You also import pandas, therefore, I provide a pandas solution which requires basically only two lines of code.
However, I do not know how it performs on large data sets and whether that is faster than your approach (but I am pretty sure it is).
In the example below, the data you provide is stored in table.txt. I then use groupby to get all the values in your 8th column, store them in a list for the respective identifier in your column 4 (note that my indices start at 0) and convert this data structure into a dictionary which can then be printed easily.
import pandas as pd
df=pd.read_csv("table.txt", header=None, sep = r"\s+") # replace the separator by e.g. '/t'
op = dict(df.groupby(3)[7].apply(lambda x: x.tolist()))

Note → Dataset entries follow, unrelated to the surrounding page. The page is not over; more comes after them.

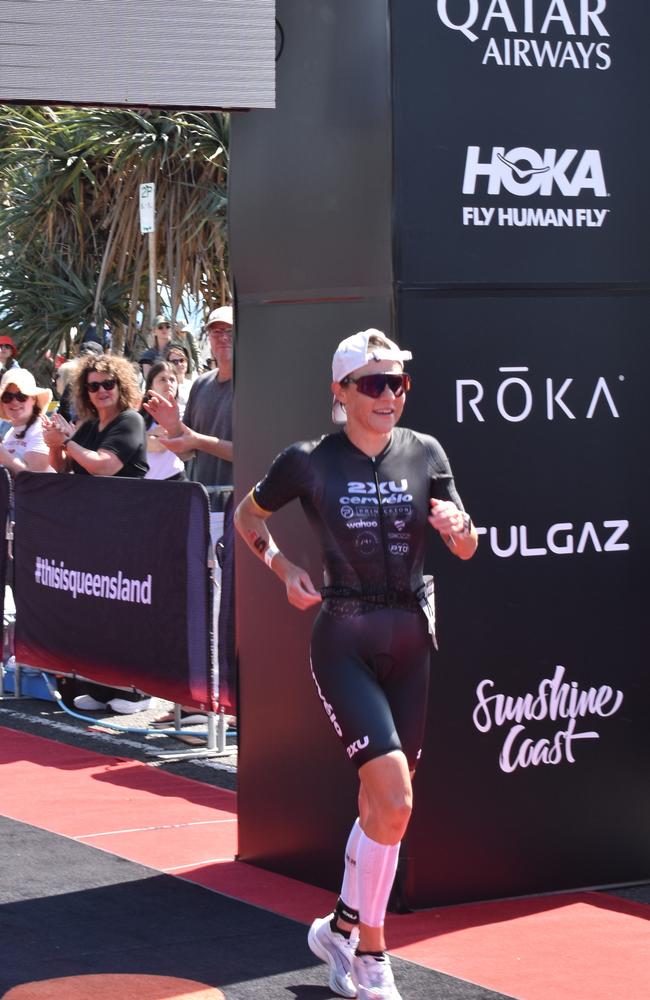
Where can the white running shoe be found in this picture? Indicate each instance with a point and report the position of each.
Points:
(373, 978)
(124, 707)
(87, 703)
(337, 951)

So in this case op looks like this:
{'gene1$transcript1': [0, 1, 3, 4, 1, 0], 'gene2$transcript1': [2, 0]}
Now you could print the output like this and pipeline it in a certain file:
for k,v in op.iteritems():
print k.split('$')[0]
for val in v:
print val
This gives you the desired output:
gene1
0
1
3
4
1
0
gene2
2
0
Maybe you can give it a try and let me know how it compares to your solution!?
Edit2:
In the comments you mentioned that you would like to print the genes in the correct order. You can do this as follows:
# add some fake genes to op from above
op['gene0$stuff'] = [7,9]
op['gene4$stuff'] = [5,9]
# print using 'sorted'
for k,v in sorted(op.iteritems()):
print k.split('$')[0]
for val in v:
print val
which gives you:
gene0
7
9
gene1
0
1
3
4
1
0
gene2
2
0
gene4
5
9
EDIT1:
I am not sure whether duplicates are intended but you could easily get rid of them by doing the following:
op2 = dict(df.groupby(3)[7].apply(lambda x: set(x)))

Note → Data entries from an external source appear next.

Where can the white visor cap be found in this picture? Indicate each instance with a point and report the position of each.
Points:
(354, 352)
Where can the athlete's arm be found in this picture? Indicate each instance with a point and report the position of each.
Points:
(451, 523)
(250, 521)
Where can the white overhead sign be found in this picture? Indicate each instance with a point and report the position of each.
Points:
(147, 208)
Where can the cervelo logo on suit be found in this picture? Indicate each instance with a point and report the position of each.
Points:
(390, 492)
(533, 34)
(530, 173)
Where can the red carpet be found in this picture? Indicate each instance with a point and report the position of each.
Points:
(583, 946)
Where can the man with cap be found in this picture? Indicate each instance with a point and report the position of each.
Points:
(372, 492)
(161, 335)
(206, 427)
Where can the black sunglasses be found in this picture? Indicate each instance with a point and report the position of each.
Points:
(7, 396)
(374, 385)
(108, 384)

Now op2 would look like this:
{'gene1$transcript1': {0, 1, 3, 4}, 'gene2$transcript1': {0, 2}}
You print the output as before:
for k,v in op2.iteritems():
print k.split('$')[0]
for val in v:
print val
which gives you
gene1
0
1
3
4
gene2
0
2
I'll try to simplify your question, my solution is like this:
First, scan over the big file. For every different current_id, open a temporary file and append value of column 8 to that file.

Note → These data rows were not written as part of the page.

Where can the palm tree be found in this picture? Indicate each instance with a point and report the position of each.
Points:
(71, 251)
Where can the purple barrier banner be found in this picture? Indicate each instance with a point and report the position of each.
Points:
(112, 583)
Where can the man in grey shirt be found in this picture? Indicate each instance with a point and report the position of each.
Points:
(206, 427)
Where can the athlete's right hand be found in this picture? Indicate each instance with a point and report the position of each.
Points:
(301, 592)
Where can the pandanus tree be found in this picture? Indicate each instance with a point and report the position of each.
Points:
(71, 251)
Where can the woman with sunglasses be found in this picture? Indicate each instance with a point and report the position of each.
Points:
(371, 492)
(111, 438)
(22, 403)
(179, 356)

After the full scan, catenate all chunks to a result file.
Here's the code:
# -*- coding: utf-8 -*-
import os
import tempfile
import subprocess
class ChunkBoss(object):
"""Boss for file chunks"""
def __init__(self):
self.opened_files = {}
def write_chunk(self, current_id, value):
if current_id not in self.opened_files:
self.opened_files[current_id] = open(tempfile.mktemp(), 'wb')
self.opened_files[current_id].write('>%s\n' % current_id)
self.opened_files[current_id].write('%s\n' % value)
def cat_result(self, filename):
"""Catenate chunks to one big file
"""
# Sort the chunks
chunk_file_list = []
for current_id in sorted(self.opened_files.keys()):
chunk_file_list.append(self.opened_files[current_id].name)
# Flush chunks
[chunk.flush() for chunk in self.opened_files.values()]
# By calling cat command
with open(filename, 'wb') as fp:
subprocess.call(['cat', ] + chunk_file_list, stdout=fp, stderr=fp)
def clean_up(self):
[os.unlink(chunk.name) for chunk in self.opened_files.values()]
def main():
boss = ChunkBoss()
with open('bigfile.data') as fp:
for line in fp:
data = line.strip().split()
current_id = data[3].split("$")[0]
value = data[7]
# Write value to temp chunk
boss.write_chunk(current_id, value)
boss.cat_result('result.txt')
boss.clean_up()
if __name__ == '__main__':
main()
I tested the performance of my script, with bigfile.data containing about 150k lines. It took about 0.5s to finish on my laptop. Maybe you can give it a try.